I have been experimenting with the FIR compiler GUI and have observed the following.
For one output per cycle (No overclocking),
The filter coefficients [1 2 3 4 0 1 2 3 4 ] use 9 DSP slices. Shouldn't this be 4 DSP slices (if we use the symmetry of the coefficients)?
The filter coefficients [1 0 0 0 0 0 0 0 1] use 5 DSP slices. We have just the two multipliers here? Why do we need 5 DSP slices?
For both of the filter coefficients, no BRAM units are used.
When I increase the clock frequency, the number of DSP slices used goes down (although, I do not see a clean division here i.e. increasing the clock frequency by a factor of 2 does not reduce the DSP slices by half), but the number of BRAM units used increases.
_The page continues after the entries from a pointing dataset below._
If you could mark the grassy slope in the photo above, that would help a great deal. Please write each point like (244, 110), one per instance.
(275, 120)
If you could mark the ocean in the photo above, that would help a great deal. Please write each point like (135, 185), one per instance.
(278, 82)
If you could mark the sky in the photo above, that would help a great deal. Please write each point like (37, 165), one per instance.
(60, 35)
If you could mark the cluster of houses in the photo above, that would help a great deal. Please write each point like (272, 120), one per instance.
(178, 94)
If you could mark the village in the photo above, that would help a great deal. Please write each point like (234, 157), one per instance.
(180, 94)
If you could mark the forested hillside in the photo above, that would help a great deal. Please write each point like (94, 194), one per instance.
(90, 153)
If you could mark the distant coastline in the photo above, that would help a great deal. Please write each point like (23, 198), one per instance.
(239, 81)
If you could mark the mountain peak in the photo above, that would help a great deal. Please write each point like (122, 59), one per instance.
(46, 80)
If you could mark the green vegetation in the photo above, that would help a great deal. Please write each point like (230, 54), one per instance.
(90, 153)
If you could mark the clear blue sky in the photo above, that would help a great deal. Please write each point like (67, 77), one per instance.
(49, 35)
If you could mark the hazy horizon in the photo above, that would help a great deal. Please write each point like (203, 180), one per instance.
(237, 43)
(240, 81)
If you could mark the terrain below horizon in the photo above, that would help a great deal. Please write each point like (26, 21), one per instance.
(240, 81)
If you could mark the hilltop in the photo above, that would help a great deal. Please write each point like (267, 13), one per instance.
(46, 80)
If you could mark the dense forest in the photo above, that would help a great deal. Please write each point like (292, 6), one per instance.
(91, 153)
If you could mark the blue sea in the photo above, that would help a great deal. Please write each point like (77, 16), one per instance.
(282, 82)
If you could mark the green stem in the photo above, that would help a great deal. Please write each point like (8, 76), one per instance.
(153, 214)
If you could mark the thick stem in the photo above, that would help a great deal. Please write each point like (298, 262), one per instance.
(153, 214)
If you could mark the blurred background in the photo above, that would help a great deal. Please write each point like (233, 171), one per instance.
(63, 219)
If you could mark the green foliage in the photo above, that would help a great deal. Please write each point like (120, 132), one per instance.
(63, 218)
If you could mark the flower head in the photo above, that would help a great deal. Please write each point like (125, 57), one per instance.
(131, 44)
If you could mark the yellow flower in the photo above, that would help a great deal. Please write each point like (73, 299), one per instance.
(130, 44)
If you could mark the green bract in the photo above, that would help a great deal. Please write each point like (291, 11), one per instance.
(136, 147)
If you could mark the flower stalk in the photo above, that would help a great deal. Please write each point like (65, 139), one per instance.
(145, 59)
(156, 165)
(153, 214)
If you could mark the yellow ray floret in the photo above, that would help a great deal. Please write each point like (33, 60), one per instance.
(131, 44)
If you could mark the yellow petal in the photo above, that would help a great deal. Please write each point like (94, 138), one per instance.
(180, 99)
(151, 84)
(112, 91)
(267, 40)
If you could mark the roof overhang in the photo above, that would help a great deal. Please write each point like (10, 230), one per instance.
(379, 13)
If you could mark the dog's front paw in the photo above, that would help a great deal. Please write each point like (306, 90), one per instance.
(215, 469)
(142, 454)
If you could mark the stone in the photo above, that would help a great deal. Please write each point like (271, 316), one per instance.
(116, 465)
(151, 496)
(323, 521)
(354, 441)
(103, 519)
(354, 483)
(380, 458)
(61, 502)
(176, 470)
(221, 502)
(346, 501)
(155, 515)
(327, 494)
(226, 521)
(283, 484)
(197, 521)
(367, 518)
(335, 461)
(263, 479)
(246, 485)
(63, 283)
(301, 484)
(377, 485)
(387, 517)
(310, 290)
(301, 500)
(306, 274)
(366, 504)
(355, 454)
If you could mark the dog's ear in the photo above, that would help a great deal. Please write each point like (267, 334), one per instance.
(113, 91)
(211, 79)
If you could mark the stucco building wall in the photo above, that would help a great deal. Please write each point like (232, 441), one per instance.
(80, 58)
For example, the filter coefficients [1 2 3 4 0 1 2 3 4] use 6 DSP slices, (down from 9), and 5 BRAM blocks (previously 0 in the not overclocked case) when overclocked by a factor of 2. Similarly, overclocking by a factor of 3 reduces the number of DSP slices to 4, and the BRAM count goes to 3. Is there some relation between the number of DSP slices and the BRAM count?
05-03-2019 12:43 AM
Hi @a.abbasi.01 ,
The Filter will use the symmetry of the coefficients and reduce the number of DSP slices based on the symmetry. Please see the attached pic. Please refer to the PG149, page 23, which explains how the symmetry is exploited.
In your case the coeff [1 2 3 4 0 1 2 3 4 ] is not symmetric and hence it did not reduce the slice. However the coeff [1 0 0 0 0 0 0 0 1] is symmetric and it has used 4 DSP slices for symmtery. It considers '0' as a coeff value.
As for the BRAM, the BRAM are used as MAC data buffers. When the frequency is increased, each MAC performs multiplications in each spare clock cycle and the MAC data is stored in the BRAM buffers.
The choice to use the type of memory for various data (i/p, mac data, o/p data ) is provided in the Detailed implementation tab of the FIR compiler IP.